Walid al-Hawashla, un haut responsable de Raam, a déclaré que la Liste arabe unie devrait pouvoir survivre aux divergences politiques soulevées par sa faction.

« Il s’agit d’un désaccord politique. La Liste arabe unie est composée de quatre partis, avec quatre idéologies, ayant des pensées politiques différentes. La décision de Raam [lors du vote] doit être respectée », a déclaré M. al-Hawashla au Times of Israel lors d’un appel téléphonique.

« Les gens veulent des réalisations sur le terrain. Les gens veulent vivre en paix, ils veulent des solutions au problème du logement, des solutions à la violence », a-t-il ajouté, affirmant que l’approche politique d’Abbas bénéficiait d’un large soutien parmi les Arabes israéliens.

Yousef Jabareen, député de Hadash, a reconnu dans un appel téléphonique que le vote de mercredi avait « soulevé des tensions dans la Liste arabe unie ».
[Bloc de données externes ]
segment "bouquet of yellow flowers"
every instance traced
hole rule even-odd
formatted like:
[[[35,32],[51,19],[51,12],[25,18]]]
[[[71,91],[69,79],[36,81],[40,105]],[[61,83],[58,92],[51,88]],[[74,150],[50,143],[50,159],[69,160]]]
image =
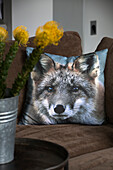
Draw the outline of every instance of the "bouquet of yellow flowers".
[[[4,28],[0,27],[0,98],[6,97],[6,78],[10,65],[13,62],[13,59],[16,57],[18,49],[21,45],[27,46],[29,40],[29,33],[25,26],[17,27],[13,31],[13,36],[15,41],[10,47],[9,52],[6,54],[5,59],[3,59],[8,32]],[[26,59],[21,72],[18,73],[18,76],[12,85],[12,89],[10,90],[11,96],[19,95],[20,90],[23,89],[26,84],[29,73],[38,62],[44,48],[51,44],[58,45],[58,42],[62,36],[63,28],[60,27],[60,25],[55,21],[49,21],[44,26],[37,28],[34,39],[36,48],[31,53],[30,58]]]

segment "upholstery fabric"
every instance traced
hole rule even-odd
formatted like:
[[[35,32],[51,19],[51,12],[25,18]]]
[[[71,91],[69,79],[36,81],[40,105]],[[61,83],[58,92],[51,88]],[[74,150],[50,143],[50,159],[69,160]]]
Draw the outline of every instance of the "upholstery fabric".
[[[27,54],[33,48],[27,48]],[[102,124],[108,50],[82,56],[44,53],[30,74],[21,124]]]
[[[33,44],[34,37],[31,37],[29,39],[28,45],[30,47],[35,47]],[[13,43],[13,41],[8,41],[6,43],[6,49],[5,53],[8,52],[10,45]],[[82,48],[81,48],[81,39],[77,32],[74,31],[66,31],[64,32],[64,35],[62,39],[60,40],[60,43],[58,46],[48,46],[45,48],[45,52],[49,53],[55,53],[65,56],[72,56],[72,55],[81,55]],[[16,58],[14,59],[11,68],[9,69],[8,77],[7,77],[7,84],[8,87],[12,87],[12,83],[14,82],[15,77],[17,76],[18,72],[21,71],[23,63],[26,58],[26,48],[21,47],[16,55]],[[25,94],[26,94],[26,87],[20,92],[19,97],[19,111],[18,111],[18,119],[21,117],[22,114],[22,108],[25,101]]]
Le législateur de la Liste arabe unie Youssef Jabareen durant une réunion de la commission de la Knesset, le 13 décembre 2016. (Crédit  : Yonatan Sindel/Flash90)

« Mais nous travaillons toujours, espérons-le, à maintenir le cadre ensemble. Il est très important de garder un front, une liste », a déclaré M. Jabareen.

M. Jabareen s’est dit favorable à « l’unité dans la diversité », affirmant que de nombreuses voix politiques différentes peuvent coexister au sein de la Liste arabe unie.

En même temps, Jabareen a déclaré qu’il avait clairement indiqué à Abbas que certaines formes de collaboration avec le gouvernement, telles que le soutien à la législation qui prévoyait l’immunité pour Netanyahu dans son procès pour corruption, seraient inacceptables.

En cas d’élections, les perspectives de la Liste arabe unie sont incertaines. Plusieurs sondages récents ont montré une baisse du nombre de membres de la coalition arabe, qui passe de 15 mandats actuels à 10 ou 11 mandats à la Knesset, forte de 120 membres.

« Nous avons vu les sondages qui indiquent un recul de la force de la Liste arabe unie, et les débats internes au sein de la Liste y jouent un rôle. Mais nous espérons que la période de campagne nous permettra de regagner notre pouvoir », a déclaré M. Jabareen.